«Le poisson combattant»: sur des flots d’images

L’environnement visuel de la pièce est signé par l'artiste Janice Siegrist.
Photo: Cosimo Terlizzi L’environnement visuel de la pièce est signé par l'artiste Janice Siegrist.

Sauf erreur, c’est aussi grâce à un monologue que les Montréalais avaient pu voir pour la dernière fois une pièce de Fabrice Melquiot : le bellement titré C’est ainsi mon amour que j’appris ma blessure, il y a déjà huit ans, à La Chapelle. Le très prolixe — et pourtant rare ici — dramaturge français a lui-même mis en scène cette production suisse qu’accueille le théâtre Prospero. Un solo, oui, mais très habité, voire formellement chargé, où l’interprète Robert Bouvier partage son huis clos avec un flot d’images, évoquant la frénésie d’un cinéaste qui a perdu son ancrage, ses repères.

Sur fond de vidéos d’avalanches, le protagoniste commence à raconter une catastrophe intime, l’écroulement de son propre univers : le voilà mis à la porte de son couple, d’un bonheur familial qu’il croyait immuable. Ayant trouvé le poisson de sa fille mort, en dehors de son bocal — ce qui est un peu aussi le sort de cet homme chassé de sa maison —, il fera de l’enterrement de cette créature sa nouvelle mission. Dans sa quête, notre homme va errer géographiquement, mais aussi dans la mémoire. Et en retournant vers son enfance, il retrouvera peut-être le courant de sa vie.
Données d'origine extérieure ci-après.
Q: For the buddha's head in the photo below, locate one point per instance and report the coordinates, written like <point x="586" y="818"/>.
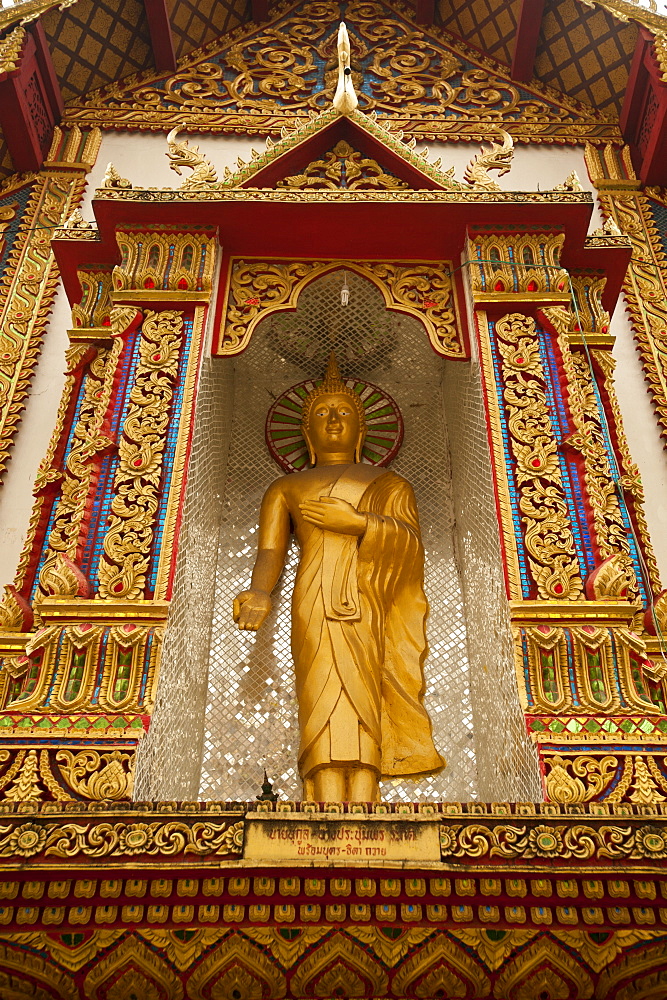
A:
<point x="333" y="420"/>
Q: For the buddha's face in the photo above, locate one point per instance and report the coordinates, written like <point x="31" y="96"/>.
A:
<point x="334" y="425"/>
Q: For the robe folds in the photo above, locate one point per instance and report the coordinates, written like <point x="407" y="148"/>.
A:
<point x="359" y="638"/>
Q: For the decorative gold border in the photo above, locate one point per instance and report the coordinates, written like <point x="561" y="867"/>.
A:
<point x="500" y="474"/>
<point x="29" y="284"/>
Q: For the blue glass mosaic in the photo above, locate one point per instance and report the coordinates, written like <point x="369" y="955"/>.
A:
<point x="8" y="236"/>
<point x="168" y="454"/>
<point x="659" y="213"/>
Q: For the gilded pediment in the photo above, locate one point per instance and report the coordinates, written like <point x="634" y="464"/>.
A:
<point x="259" y="79"/>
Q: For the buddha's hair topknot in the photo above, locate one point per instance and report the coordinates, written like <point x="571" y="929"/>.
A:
<point x="332" y="382"/>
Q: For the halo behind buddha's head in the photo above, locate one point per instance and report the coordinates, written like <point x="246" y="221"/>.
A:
<point x="330" y="384"/>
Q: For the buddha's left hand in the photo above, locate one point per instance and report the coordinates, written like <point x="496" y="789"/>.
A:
<point x="333" y="514"/>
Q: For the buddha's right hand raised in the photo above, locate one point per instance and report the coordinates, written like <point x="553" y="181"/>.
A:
<point x="251" y="608"/>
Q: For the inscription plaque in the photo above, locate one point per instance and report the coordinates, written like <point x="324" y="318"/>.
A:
<point x="352" y="839"/>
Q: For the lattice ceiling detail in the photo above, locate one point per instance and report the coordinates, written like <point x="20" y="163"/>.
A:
<point x="487" y="25"/>
<point x="258" y="78"/>
<point x="96" y="41"/>
<point x="197" y="22"/>
<point x="585" y="53"/>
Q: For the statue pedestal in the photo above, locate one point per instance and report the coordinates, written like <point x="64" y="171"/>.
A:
<point x="350" y="838"/>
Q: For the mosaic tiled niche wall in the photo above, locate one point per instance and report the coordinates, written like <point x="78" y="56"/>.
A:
<point x="249" y="721"/>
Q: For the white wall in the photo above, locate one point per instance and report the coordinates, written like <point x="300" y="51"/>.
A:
<point x="141" y="158"/>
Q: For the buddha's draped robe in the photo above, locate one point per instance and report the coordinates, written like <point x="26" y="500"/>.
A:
<point x="358" y="635"/>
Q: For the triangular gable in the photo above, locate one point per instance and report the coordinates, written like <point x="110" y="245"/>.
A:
<point x="259" y="79"/>
<point x="352" y="151"/>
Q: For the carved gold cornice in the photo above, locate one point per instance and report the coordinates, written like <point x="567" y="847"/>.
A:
<point x="564" y="612"/>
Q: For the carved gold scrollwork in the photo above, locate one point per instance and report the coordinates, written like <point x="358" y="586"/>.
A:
<point x="264" y="78"/>
<point x="343" y="167"/>
<point x="125" y="561"/>
<point x="59" y="574"/>
<point x="548" y="668"/>
<point x="593" y="664"/>
<point x="94" y="308"/>
<point x="95" y="775"/>
<point x="425" y="291"/>
<point x="176" y="262"/>
<point x="548" y="533"/>
<point x="120" y="839"/>
<point x="522" y="262"/>
<point x="26" y="292"/>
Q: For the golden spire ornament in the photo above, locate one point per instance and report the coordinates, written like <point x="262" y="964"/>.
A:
<point x="345" y="99"/>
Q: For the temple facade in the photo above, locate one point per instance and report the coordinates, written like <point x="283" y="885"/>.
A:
<point x="465" y="201"/>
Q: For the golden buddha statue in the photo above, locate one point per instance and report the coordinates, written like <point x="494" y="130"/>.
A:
<point x="358" y="610"/>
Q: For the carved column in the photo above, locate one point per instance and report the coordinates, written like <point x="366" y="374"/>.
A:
<point x="570" y="518"/>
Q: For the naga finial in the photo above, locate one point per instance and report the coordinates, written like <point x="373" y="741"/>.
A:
<point x="345" y="99"/>
<point x="498" y="157"/>
<point x="181" y="154"/>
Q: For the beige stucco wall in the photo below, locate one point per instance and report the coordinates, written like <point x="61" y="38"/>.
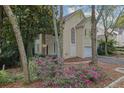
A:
<point x="50" y="40"/>
<point x="79" y="42"/>
<point x="72" y="22"/>
<point x="87" y="38"/>
<point x="38" y="43"/>
<point x="82" y="39"/>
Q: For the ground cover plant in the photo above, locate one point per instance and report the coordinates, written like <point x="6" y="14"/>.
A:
<point x="51" y="72"/>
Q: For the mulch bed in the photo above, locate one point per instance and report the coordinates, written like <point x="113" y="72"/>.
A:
<point x="119" y="85"/>
<point x="108" y="68"/>
<point x="76" y="59"/>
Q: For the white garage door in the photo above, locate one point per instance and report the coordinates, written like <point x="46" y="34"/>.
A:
<point x="87" y="52"/>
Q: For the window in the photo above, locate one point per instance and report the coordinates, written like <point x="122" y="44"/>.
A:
<point x="72" y="36"/>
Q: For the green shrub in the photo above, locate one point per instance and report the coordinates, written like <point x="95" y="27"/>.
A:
<point x="4" y="77"/>
<point x="33" y="70"/>
<point x="110" y="47"/>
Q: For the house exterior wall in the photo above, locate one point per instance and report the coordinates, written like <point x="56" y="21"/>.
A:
<point x="79" y="42"/>
<point x="38" y="45"/>
<point x="87" y="34"/>
<point x="69" y="24"/>
<point x="50" y="42"/>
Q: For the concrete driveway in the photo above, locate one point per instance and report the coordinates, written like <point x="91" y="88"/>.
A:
<point x="111" y="60"/>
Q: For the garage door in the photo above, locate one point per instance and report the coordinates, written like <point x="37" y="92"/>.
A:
<point x="87" y="52"/>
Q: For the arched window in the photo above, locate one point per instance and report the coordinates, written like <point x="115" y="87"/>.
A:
<point x="72" y="36"/>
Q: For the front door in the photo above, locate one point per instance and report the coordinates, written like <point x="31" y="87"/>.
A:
<point x="73" y="43"/>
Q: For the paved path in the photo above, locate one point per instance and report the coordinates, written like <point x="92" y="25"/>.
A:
<point x="111" y="60"/>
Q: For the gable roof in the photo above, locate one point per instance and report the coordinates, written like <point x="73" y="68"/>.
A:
<point x="71" y="14"/>
<point x="83" y="21"/>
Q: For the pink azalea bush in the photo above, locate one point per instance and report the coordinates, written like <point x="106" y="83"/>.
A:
<point x="52" y="72"/>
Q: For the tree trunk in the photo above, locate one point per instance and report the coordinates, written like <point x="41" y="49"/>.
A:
<point x="61" y="30"/>
<point x="1" y="24"/>
<point x="19" y="40"/>
<point x="56" y="32"/>
<point x="43" y="42"/>
<point x="93" y="35"/>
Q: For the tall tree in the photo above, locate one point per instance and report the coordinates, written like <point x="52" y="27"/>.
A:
<point x="56" y="32"/>
<point x="61" y="30"/>
<point x="93" y="36"/>
<point x="110" y="17"/>
<point x="19" y="40"/>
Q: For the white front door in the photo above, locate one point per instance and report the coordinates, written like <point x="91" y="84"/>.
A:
<point x="73" y="43"/>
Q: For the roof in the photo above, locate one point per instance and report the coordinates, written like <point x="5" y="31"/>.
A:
<point x="71" y="14"/>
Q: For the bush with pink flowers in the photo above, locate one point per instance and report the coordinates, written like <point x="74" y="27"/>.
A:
<point x="53" y="74"/>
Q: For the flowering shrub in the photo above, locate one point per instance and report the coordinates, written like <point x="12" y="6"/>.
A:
<point x="49" y="67"/>
<point x="53" y="74"/>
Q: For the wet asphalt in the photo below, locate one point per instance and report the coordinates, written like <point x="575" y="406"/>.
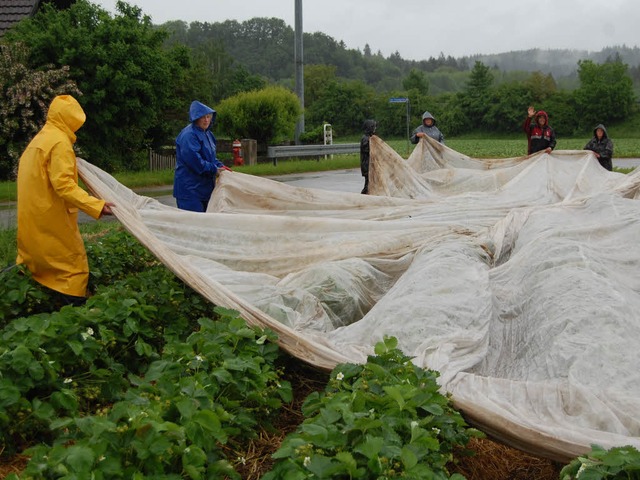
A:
<point x="338" y="180"/>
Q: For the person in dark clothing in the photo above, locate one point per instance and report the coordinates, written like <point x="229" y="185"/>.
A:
<point x="540" y="136"/>
<point x="602" y="146"/>
<point x="369" y="127"/>
<point x="427" y="129"/>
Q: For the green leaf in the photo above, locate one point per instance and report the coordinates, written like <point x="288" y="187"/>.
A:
<point x="409" y="458"/>
<point x="21" y="359"/>
<point x="371" y="446"/>
<point x="396" y="394"/>
<point x="80" y="458"/>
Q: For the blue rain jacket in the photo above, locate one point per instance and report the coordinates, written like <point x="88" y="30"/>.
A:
<point x="196" y="162"/>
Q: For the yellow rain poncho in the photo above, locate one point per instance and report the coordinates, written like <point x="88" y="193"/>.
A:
<point x="49" y="241"/>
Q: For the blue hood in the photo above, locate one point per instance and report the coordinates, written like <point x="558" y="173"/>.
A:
<point x="197" y="110"/>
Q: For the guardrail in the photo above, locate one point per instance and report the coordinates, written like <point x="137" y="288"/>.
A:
<point x="293" y="151"/>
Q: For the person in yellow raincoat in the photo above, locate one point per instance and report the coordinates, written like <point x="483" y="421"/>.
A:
<point x="49" y="197"/>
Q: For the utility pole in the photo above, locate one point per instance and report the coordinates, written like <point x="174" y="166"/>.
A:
<point x="299" y="61"/>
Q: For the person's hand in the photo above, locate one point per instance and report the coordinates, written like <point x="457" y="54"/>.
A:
<point x="106" y="209"/>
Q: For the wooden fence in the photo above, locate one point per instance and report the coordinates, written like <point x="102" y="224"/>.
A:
<point x="161" y="161"/>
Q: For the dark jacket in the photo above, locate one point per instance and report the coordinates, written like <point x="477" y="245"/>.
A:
<point x="196" y="162"/>
<point x="433" y="131"/>
<point x="539" y="138"/>
<point x="369" y="127"/>
<point x="603" y="147"/>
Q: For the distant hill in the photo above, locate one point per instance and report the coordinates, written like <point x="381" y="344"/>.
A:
<point x="559" y="63"/>
<point x="265" y="47"/>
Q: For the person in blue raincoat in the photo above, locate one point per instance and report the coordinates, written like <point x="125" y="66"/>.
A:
<point x="196" y="161"/>
<point x="427" y="129"/>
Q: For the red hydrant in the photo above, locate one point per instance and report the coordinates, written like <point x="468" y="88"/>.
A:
<point x="237" y="153"/>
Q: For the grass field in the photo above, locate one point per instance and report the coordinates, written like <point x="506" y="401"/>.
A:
<point x="473" y="147"/>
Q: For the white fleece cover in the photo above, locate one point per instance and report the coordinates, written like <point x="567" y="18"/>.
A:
<point x="517" y="279"/>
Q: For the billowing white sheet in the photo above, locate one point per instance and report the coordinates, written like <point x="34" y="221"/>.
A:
<point x="517" y="279"/>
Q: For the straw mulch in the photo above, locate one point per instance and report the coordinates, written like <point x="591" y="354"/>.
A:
<point x="492" y="460"/>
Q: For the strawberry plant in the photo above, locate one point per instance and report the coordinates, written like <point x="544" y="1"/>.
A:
<point x="384" y="419"/>
<point x="619" y="463"/>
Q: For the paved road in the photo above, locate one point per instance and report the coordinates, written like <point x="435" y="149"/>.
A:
<point x="340" y="180"/>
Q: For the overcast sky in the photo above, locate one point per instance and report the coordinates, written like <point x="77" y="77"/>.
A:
<point x="419" y="29"/>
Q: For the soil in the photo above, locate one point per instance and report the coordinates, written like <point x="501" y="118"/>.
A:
<point x="492" y="460"/>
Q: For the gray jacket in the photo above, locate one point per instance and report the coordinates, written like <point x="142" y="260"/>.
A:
<point x="433" y="131"/>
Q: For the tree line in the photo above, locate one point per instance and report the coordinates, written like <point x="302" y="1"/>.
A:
<point x="136" y="80"/>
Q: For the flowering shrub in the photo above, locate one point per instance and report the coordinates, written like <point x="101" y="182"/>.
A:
<point x="25" y="95"/>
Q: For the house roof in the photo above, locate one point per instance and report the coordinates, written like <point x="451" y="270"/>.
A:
<point x="12" y="11"/>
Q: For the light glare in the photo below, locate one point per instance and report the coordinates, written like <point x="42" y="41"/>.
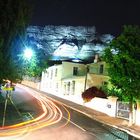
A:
<point x="28" y="53"/>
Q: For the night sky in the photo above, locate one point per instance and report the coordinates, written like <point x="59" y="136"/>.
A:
<point x="108" y="16"/>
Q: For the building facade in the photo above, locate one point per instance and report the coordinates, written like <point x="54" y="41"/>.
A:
<point x="70" y="78"/>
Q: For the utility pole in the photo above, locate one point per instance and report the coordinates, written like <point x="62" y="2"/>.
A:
<point x="87" y="70"/>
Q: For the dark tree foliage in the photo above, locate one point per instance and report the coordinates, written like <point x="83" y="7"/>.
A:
<point x="14" y="18"/>
<point x="123" y="57"/>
C’est dire qu’une certaine fantaisie imprègne ce récit à la prémisse somme toute simple. Il faut s’accrocher, cette fable éclatée empruntant de multiples directions, naviguant d’une dimension semblant parfois anecdotique vers l’onirisme. Jusqu’à un épilogue qui couronne joliment tout ce qui l’a précédé.

Jeu d'enfant

La scène est tendue de draps blancs qui délimitent l’espace rétréci dévolu au personnage, tout en servant d’écrans pour ce qui devient parfois une véritable boîte à images. L’environnement visuel dessiné par Janice Siegrist se fait parfois atmosphérique, parfois très illustratif, créant des partenaires filmiques pour le protagoniste. De temps en temps aussi, un drap se soulève et une collaboratrice tend au comédien un accessoire — par exemple, une chaise de taille réduite symbolisant La Petite. Il y a quelque chose du jeu d’enfant dans ce spectacle en transformation, qui joue aussi avec les surtitres et les voix enregistrées. Quant au comédien, il ne cesse de changer de costume en scène. Jusqu’à revêtir un accoutrement de gamin…

Melquiot a écrit cette partition contrastée spécifiquement pour le Suisse Robert Bouvier. Un comédien à la présence singulière, qui plonge avec grande conviction dans tous les états où l’entraîne son personnage. De la dérision blessée de l’amoureux bafoué jusqu’au risible, « pathétique animal qui surgit de [lui] ». L’interprète porte de bout en bout, sans rien concéder, le virevoltant monologue. Le combattant, ici, c’est lui.

Le poisson combattant

Texte et mise en scène de Fabrice Melquiot. Une production de la Compagnie du Passage. Au théâtre Prospero, jusqu’au 17 mars.